Joan of Arc - So Much Staying Alive...
  + Tyler Baber - 02.5  
Tyler Baber [Decapolis Music Staff]; Age: 19; Top 5 bands: Starflyer 59, Pedro the Lion, Havalina, Godspeed You Black Emporer, Joan of Arc Musical preferences: I like music that makes me feel, anything that evokes a strong emotion is good to me. Likewise anything that sounds fresh or original will get an enthusiastic listen. Lyrics are as important as talented musicianship.

Joan of Arc is, was, and may always be Tim Kinsella and an ever rotating motley crew of Chicagoan musicians. So Much Staying Alive and Lovelessness is the band’s fifth full length album on Jade Tree Records.

I first encountered the unique voice of Tim Kinsella last April when I heard a song by the Owls on a Jade Tree sampler. My curiosity overwhelmed me and I proceeded to investigate the Owls further. I then went on to teach myself about Cap’n Jazz, the Owls’ big fraternal twin brother. Over the summer I heard my first Joan of Arc song (“I Love a Woman (Who Loves Me)”) and I was captivated. It was so…bizarre, like nothing I had ever encountered before. Intrigued, I proceeded to purchase the band’s 2000 release The Gap and 1999 album Live In Chicago. I couldn’t get enough of the stream of consciousness style lyrical content, the seemingly thrown together intricacy of each beautifully played instrument, or the avant garde production. This was music for the post modern. These were sounds for the privileged elite. I wanted in on it.

And if strange and inaccessible music was what I wanted, I was not disappointed when I heard So Much Staying Alive and Lovelessness. This is exactly what my pop radio listening friends hate about my favorite music: it is modern art. It sounds like everything was thrown together in a meaningless glob, but in actuality it is a beautiful and elaborate amalgamation of sounds and colors and words and splendor. The casual listener hears and says “This means nothing.” The appreciators and the critics hear and say “I need more.”

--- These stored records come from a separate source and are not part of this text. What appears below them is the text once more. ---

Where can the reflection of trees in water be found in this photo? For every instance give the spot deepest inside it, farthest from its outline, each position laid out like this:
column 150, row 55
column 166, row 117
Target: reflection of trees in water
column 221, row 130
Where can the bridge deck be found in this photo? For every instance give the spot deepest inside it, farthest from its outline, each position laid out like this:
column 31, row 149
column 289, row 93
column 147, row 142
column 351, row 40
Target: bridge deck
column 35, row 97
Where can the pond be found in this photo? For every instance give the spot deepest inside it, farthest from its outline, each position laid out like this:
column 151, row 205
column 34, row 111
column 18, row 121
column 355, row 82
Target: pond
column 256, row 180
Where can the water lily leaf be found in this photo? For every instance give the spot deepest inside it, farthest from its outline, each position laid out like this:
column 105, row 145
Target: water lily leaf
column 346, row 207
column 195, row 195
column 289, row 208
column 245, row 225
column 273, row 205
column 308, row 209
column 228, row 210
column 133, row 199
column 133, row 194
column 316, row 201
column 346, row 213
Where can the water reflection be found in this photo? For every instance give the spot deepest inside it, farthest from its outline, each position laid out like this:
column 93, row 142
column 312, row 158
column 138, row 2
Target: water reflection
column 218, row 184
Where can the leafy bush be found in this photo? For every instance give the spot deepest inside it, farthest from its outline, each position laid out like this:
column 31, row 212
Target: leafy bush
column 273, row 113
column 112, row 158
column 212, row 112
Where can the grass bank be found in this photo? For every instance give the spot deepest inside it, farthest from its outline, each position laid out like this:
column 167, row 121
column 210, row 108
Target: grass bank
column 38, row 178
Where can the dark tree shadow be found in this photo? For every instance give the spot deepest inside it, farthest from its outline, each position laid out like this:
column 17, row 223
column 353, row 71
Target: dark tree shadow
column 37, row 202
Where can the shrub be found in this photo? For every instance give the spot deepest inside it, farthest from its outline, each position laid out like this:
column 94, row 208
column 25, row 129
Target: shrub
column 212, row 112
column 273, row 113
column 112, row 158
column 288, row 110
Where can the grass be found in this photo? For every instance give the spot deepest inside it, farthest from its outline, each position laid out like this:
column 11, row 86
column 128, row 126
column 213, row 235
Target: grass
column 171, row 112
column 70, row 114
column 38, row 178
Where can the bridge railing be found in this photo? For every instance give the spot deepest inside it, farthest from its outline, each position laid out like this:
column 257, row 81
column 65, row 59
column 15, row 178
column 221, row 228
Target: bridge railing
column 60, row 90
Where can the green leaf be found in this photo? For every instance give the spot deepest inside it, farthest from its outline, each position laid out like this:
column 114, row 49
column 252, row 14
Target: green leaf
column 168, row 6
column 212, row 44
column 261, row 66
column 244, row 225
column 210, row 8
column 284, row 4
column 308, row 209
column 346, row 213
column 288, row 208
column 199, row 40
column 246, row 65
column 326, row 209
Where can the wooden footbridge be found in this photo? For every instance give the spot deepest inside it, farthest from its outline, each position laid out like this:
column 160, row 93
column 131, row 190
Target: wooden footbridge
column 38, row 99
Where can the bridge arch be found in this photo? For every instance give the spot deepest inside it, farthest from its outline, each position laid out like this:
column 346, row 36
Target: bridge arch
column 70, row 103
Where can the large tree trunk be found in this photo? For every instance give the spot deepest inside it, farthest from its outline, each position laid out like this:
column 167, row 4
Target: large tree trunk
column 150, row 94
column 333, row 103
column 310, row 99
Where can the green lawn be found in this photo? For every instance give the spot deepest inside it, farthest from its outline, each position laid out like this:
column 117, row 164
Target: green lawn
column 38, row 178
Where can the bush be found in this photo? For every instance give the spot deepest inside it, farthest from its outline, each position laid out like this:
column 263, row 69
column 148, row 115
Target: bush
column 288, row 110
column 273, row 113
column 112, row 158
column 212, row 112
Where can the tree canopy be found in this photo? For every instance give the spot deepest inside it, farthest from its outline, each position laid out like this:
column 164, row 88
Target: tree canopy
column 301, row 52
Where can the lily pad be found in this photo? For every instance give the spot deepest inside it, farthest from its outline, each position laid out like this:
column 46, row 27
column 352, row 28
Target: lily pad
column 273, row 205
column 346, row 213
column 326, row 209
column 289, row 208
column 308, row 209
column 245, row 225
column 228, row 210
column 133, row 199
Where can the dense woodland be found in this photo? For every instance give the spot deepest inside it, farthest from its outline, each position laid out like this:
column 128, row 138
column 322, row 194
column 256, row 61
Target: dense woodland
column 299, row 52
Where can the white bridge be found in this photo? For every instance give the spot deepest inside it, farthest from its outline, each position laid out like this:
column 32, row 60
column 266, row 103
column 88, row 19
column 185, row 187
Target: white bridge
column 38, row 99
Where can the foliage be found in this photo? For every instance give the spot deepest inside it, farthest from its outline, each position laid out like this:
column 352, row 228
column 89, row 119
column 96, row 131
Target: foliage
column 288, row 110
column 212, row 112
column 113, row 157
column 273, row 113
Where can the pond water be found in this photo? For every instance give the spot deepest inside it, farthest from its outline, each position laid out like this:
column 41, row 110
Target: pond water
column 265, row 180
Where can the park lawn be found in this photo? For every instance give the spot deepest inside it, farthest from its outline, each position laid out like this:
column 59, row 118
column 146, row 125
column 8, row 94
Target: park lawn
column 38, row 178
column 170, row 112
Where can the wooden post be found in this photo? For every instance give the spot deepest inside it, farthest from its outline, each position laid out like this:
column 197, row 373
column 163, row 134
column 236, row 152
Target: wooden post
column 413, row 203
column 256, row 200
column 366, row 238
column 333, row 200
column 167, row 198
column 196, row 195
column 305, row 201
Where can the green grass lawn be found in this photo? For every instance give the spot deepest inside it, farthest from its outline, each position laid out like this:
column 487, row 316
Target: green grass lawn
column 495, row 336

In all actuality, the latest Joan of Arc offering is much easier on the ears than some of the more adventurous and production oriented efforts of the past, not the least of which being the noise oriented The Gap. So Much Staying Alive and Lovelessness could be the antithesis to the latter album. The recording process was entirely analog and more emphasis was put on lyrical content. And this time the words are laid out in a semi-coherent pattern, not unlike more traditional songwriting forms(!). Perhaps this has something to do with the fact that this album is less of a Joan of Arc release and more of a conglomerate of Kinsella and his bandmates from Friend/Enemy, Cap’n Jazz/The Owls, and members from other Chicago bands. The traditional elements of Joan of Arc are all there, but they are cleaned up a bit, not unlike trying to present a punk son to his grandmother. The album seems as if it is about to burst with rebellion against the norm but traps this pent up desire with seeringly ironic wit and charm.

New instruments are explored, traditional methods are performed. Joan of Arc explores where so many other groups have gone before and makes it all sound new and strange. From the piano plunkings on the album’s standout track “Participation Billy” to the cowbell on “The Infinite Blessed Yes,” the only thing this album could use to improve would be more cowbell (because what couldn’t benefit from more cowbell?).

On their newest album Joan of Arc weaves a shiny chrysalis around all of their previous works and lets us listen to the emerging wet, wavering butterfly. It seems so old and familiar and yet so new and beautiful. So Much Staying Alive and Lovelessness is a great introduction to one of the independent world’s best bands and a litmus to test the rest of 2003’s releases against.